Many workers do not think that their exposure to vibration could be a health hazard. Vibration exposure is more than just a nuisance. Constant exposure to vibration has been known to cause serious health problems such as back pain, carpal tunnel syndrome, and vascular disorders. Vibration related injury is especially prevalent in occupations that require outdoor work, such as forestry, farming, transportation, shipping, and construction. There are two classifications for vibration exposure: whole-body vibration and hand and arm vibration. These two types of vibration have different sources, affect different areas of the body, and produce different symptoms.
Whole-body vibration is vibration transmitted to the entire body via the seat or the feet, or both, often through driving or riding in motor vehicles (including fork trucks and off-road vehicles) or through standing on vibrating floors (e.g., near power presses in a stamping plant or near shakeout equipment in a foundry).
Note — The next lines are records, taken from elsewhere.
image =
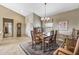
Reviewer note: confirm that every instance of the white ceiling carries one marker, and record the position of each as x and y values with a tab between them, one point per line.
38	8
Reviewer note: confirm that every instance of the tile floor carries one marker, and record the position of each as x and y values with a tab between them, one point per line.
10	46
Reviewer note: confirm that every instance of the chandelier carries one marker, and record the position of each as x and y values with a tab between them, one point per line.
45	18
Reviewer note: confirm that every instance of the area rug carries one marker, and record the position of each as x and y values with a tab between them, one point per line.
27	48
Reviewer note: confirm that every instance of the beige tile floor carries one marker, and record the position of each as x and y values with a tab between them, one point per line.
10	46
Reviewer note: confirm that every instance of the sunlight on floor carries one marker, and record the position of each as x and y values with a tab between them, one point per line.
10	46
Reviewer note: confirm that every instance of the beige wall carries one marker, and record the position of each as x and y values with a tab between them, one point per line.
71	16
31	21
17	18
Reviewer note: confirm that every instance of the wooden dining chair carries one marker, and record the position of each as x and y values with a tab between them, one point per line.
48	41
71	50
35	40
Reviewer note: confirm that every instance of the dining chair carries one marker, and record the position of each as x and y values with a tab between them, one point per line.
71	47
35	40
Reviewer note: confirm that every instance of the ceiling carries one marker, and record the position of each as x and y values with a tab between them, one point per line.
38	8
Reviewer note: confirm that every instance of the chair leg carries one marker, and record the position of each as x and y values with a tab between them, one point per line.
41	46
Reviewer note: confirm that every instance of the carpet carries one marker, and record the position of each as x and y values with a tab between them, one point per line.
27	48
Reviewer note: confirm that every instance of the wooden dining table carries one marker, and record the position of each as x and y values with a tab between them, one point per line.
42	37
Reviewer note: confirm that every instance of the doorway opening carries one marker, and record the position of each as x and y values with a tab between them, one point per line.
7	27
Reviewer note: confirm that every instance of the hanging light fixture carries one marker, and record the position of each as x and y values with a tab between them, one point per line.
45	18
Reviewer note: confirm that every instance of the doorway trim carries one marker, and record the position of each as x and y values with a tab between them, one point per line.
7	20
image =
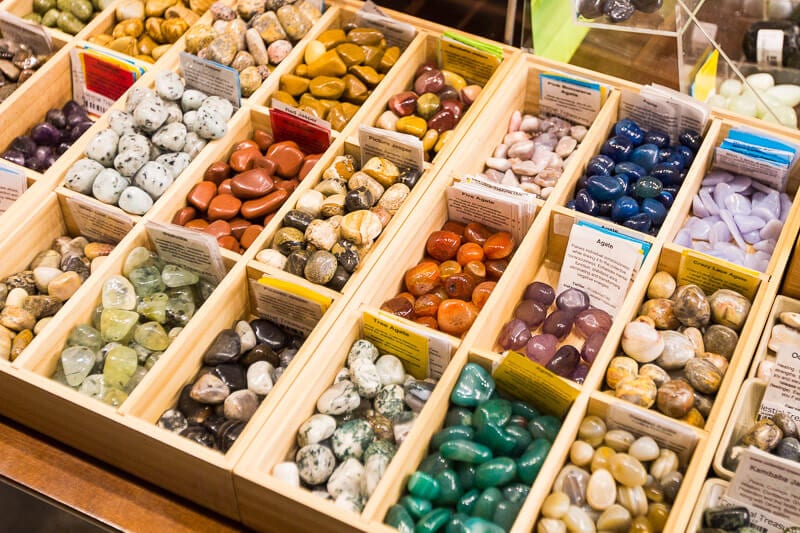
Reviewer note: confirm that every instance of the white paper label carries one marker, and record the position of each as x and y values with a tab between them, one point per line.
99	222
667	433
193	250
12	185
769	48
19	30
575	100
769	487
599	264
285	308
401	149
783	390
211	78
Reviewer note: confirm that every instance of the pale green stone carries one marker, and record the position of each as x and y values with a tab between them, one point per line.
77	362
118	293
120	365
175	276
117	324
152	336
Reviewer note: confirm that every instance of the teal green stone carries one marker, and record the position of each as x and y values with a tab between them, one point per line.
433	464
522	436
424	486
466	474
479	525
146	281
516	492
458	416
466	504
474	385
496	438
497	412
416	507
85	335
546	427
117	325
433	521
154	307
487	503
529	464
465	451
119	367
506	513
524	410
495	473
451	433
450	486
398	518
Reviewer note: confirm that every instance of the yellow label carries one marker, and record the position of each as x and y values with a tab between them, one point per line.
708	274
409	346
529	381
474	65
Hand and arm vibration, on the other hand, is limited to the hands and arms and usually results from the use of power hand tools (e.g., screwdrivers, nutrunners, grinders, jackhammers, and chippers) and from vehicle controls.
Occupational health effects of vibration result from extended periods of contact between a worker and the vibrating surface. What are the possible health effects of chronic whole-body vibration and hand and arm vibration exposure?
- Back pain.
Hand and arm vibration:
- Decreased grip strength.
- Decreased hand sensation and dexterity.
- Finger blanching or “white fingers.”
- Carpal tunnel syndrome.
Currently, there are no legal standards that limit exposures to vibration. However, there are many ways employers and workers can help to reduce workers’ exposure to vibration.
Whole-body vibration levels can often be reduced by using vibration isolation and by installing suspension systems between the operator and the vibrating source.
Hand and arm vibration may be more difficult to control, but the proper selection and maintenance of tools can dramatically decrease vibration exposure. Vibration levels associated with power hand tools depend on tool properties, including size, weight, method of propulsion, handle location, and the tool drive mechanism. Primary prevention through eliminating excessive vibration and shocks can be accomplished through better ergonomic tool designs.
Administrative controls can be very important. In high-risk situations, job rotation, rest periods, and reduction in the intensity and duration of exposure can help reduce the risk of adverse health effects. All workers should be advised of the potential vibration hazard and receive training on the necessity of regular tool maintenance and be taught to grip the tools as lightly as possible within the bounds of safety.
Early prevention through exposure monitoring and through the early reporting of initial signs and symptoms of vibration exposure can dramatically reduce chronic health effects.